Global shares and US Treasuries experienced volatility on Tuesday, while the dollar rebounded following Donald Trump’s unexpected tariff announcement. Trump’s administration is considering imposing 25 per cent tariffs on imports from Canada and Mexico by February 1, a move that took investors by surprise as earlier signals pointed to a more measured approach.
Investor and Analyst Reactions
Shoki Omori, Chief Global Desk Strategist, Mizuho Securities, Tokyo
Omori noted that the proposed 25 per cent tariff was unexpectedly high, leading to immediate market reactions, particularly in the foreign exchange sector. He highlighted that market participants initially expected Trump to target China with more gradual tariff increases.
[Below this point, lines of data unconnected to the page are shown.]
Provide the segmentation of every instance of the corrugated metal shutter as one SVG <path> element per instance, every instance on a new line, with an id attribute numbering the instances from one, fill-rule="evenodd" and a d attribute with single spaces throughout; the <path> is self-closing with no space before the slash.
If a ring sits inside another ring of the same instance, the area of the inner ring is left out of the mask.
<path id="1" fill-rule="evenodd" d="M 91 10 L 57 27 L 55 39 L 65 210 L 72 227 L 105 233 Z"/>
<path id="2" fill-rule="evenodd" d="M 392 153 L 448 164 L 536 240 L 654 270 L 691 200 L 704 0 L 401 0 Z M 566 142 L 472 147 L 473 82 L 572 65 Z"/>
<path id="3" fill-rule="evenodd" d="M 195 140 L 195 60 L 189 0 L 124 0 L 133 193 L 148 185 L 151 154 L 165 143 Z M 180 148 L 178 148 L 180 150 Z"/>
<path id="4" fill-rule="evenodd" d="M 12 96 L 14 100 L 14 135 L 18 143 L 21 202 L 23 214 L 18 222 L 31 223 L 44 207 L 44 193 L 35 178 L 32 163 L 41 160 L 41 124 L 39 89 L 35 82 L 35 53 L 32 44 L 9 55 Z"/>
Despite the initial reaction, Omori predicted that the US dollar to Chinese yuan (USDCNH) exchange rate would stabilise as the market adjusts.
Charu Chanana, Chief Investment Strategist, Saxo, Singapore
Chanana emphasized that Trump’s early presidency has already introduced significant market uncertainty. She pointed out that markets had initially reacted positively to the absence of tariff threats in Trump’s inaugural speech. However, the announcement of tariffs on Canada and Mexico reaffirmed the risks, even as the lack of mention of China leaves room for potential negotiations.
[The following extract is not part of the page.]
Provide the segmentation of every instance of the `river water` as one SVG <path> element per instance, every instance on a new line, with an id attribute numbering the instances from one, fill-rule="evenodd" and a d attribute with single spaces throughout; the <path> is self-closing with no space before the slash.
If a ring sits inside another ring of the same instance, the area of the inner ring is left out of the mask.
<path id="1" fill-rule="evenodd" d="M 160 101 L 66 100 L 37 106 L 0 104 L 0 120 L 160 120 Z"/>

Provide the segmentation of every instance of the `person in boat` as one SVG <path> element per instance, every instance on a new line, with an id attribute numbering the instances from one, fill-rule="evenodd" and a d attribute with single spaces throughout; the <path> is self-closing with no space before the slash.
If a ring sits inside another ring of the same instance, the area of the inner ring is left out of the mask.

Boris Kovacevic, Global Macro Strategist, Convera, Vienna
Kovacevic warned that sudden policy changes and increased volatility could become the new normal under Trump’s administration. He noted that Europe is particularly vulnerable, facing economic pressures from both the U.S. and China amid domestic political uncertainty.
Market Response to Tariff Delay
Rick Meckler, Partner, Cherry Lane Investments, New Vernon, New Jersey
Meckler observed that the delay in tariff implementation provided some relief to the markets. He believes that the decision to study and negotiate tariffs rather than implementing them immediately is encouraging, suggesting that market disruption might be less severe than initially feared.
Eugene Epstein, Head of Trading and Structured Products, North America, Moneycorp, New Jersey
Epstein pointed out that Trump’s tariff strategy remains consistent with his previous term, using them as a negotiating tool. He urged caution, noting that the lack of immediate action does not imply that tariffs won’t be imposed in the future.
Potential Inflation Concerns
Zachary Griffiths, Senior Investment Grade Strategist, CreditSights, Charlotte, North Carolina
Griffiths expressed skepticism about the market’s optimistic reaction to the tariff delay. He warned that a gradual rollout of high tariffs could still pose inflationary risks, potentially leading to tighter monetary policy from the Federal Reserve.
Sector-Specific Impacts
Nigel Green, CEO, deVere Group
Green highlighted the energy sector as a potential beneficiary of Trump’s policies. He expects deregulation and increased domestic production to drive growth in oil and gas companies, leading to higher profitability and stock gains.
Marc Chandler, Chief Market Strategist, Bannockburn Global Forex, New York
Chandler questioned Trump’s revenue projections from tariffs, arguing that the figures cited are unrealistic given the scale of U.S. imports. He stressed that whether tariffs are imposed immediately or later, their economic impact would remain substantial.
While markets initially reacted positively to the delay in tariff implementation, analysts caution that further announcements could increase volatility and inflation concerns. Investors are advised to remain cautious and prepare for potential shifts in U.S. trade policy.